每次运行程序时,大约会漏掉300个文件。而且漏掉的文件每次都不一样,运行一次漏掉的文件和下一次又可能不同。
你知道为什么这些文件会被漏掉吗?我检查过,发现和文件本身没有关系,我试过用不同的文件集,或者重新排列“filelist”里的文件名等等,但都没有效果。而且也没有任何错误提示。
谢谢。
1 个回答
1
我做了一个可以直接运行的代码版本。这个修改过的代码还提供了特定进程的日志,这样可以帮助我们了解发生了什么。
希望这对你有帮助!
源代码
import logging, multiprocessing
from multiprocessing import Pool
def split_list(L, n):
return [L[i::n] for i in xrange(n)]
def coreFunc(mylist):
proclog = multiprocessing.get_logger()
proclog.info("listlen = %d", len(mylist))
for path in mylist:
proclog.info("input1 = %s", path)
return 1
if __name__=="__main__":
if 0:
array = [line.rstrip() for line in open("myfilelist")]
else:
import string
array = string.uppercase
mylog = multiprocessing.log_to_stderr()
mylog.setLevel(logging.INFO)
numC = multiprocessing.cpu_count()
lists = split_list(array, numC)
p = Pool(numC)
print p.map(coreFunc, lists)
p.close()
p.join()
输出结果
[INFO/PoolWorker-1] child process calling self.run()

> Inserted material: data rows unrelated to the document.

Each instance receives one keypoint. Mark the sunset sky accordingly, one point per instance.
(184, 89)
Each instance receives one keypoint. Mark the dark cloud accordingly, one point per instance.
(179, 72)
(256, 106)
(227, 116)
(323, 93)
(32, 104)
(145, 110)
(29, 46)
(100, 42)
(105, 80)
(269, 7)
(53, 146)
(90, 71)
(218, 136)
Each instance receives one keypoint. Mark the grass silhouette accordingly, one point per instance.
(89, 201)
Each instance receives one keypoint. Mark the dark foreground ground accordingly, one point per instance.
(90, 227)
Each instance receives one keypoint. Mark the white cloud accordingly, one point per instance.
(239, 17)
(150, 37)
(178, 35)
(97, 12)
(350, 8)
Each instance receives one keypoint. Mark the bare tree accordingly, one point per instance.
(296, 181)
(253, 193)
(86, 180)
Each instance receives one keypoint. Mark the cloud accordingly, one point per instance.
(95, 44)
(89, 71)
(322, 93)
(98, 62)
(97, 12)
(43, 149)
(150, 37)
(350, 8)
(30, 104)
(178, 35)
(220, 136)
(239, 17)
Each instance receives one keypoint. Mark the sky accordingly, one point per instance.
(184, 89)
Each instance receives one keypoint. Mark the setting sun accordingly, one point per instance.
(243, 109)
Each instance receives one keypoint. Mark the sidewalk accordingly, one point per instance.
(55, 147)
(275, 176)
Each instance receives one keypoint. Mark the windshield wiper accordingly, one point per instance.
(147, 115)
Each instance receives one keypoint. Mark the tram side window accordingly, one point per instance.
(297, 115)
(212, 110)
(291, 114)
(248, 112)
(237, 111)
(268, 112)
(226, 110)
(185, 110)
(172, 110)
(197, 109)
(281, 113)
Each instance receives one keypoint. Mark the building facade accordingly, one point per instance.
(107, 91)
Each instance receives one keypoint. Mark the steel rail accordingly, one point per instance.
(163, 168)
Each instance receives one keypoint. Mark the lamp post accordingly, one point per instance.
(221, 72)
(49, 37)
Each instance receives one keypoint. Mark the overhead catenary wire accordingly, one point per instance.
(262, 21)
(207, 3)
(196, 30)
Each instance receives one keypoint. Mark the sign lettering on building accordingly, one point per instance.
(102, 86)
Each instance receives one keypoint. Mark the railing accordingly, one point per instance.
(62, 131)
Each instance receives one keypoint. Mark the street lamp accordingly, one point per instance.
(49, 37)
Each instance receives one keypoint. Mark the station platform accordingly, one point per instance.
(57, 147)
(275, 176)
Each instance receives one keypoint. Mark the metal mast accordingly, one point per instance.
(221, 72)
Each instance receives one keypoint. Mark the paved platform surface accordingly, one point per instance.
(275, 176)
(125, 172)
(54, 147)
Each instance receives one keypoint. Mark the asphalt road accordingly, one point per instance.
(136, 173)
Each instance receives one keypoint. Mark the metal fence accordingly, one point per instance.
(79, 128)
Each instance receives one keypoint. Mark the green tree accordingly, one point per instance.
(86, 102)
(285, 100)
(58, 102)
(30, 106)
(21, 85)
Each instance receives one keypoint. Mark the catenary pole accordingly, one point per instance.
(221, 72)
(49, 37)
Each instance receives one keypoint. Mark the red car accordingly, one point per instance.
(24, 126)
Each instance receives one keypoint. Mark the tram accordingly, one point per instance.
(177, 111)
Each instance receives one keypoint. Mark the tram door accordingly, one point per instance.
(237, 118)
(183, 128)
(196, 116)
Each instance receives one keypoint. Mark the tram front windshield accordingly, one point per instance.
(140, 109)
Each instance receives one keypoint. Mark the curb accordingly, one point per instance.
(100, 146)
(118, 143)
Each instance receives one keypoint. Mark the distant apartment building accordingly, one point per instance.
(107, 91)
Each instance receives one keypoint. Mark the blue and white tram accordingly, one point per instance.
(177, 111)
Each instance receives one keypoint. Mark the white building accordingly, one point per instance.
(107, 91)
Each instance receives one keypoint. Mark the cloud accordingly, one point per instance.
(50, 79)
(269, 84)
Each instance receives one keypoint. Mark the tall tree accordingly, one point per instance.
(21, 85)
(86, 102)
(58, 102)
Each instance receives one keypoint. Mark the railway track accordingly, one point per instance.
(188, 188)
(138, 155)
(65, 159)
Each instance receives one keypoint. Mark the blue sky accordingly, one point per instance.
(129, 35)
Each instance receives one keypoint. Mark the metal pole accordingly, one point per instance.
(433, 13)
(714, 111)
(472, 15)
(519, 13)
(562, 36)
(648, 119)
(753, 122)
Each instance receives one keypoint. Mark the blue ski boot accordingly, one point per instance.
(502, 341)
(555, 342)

[INFO/PoolWorker-2] child process calling self.run()
[INFO/PoolWorker-4] child process calling self.run()
[INFO/PoolWorker-1] listlen = 7
[INFO/PoolWorker-1] input1 = A
[INFO/PoolWorker-1] input1 = E
[INFO/PoolWorker-1] input1 = I
[INFO/PoolWorker-1] input1 = M
[INFO/PoolWorker-1] input1 = Q
[INFO/PoolWorker-3] child process calling self.run()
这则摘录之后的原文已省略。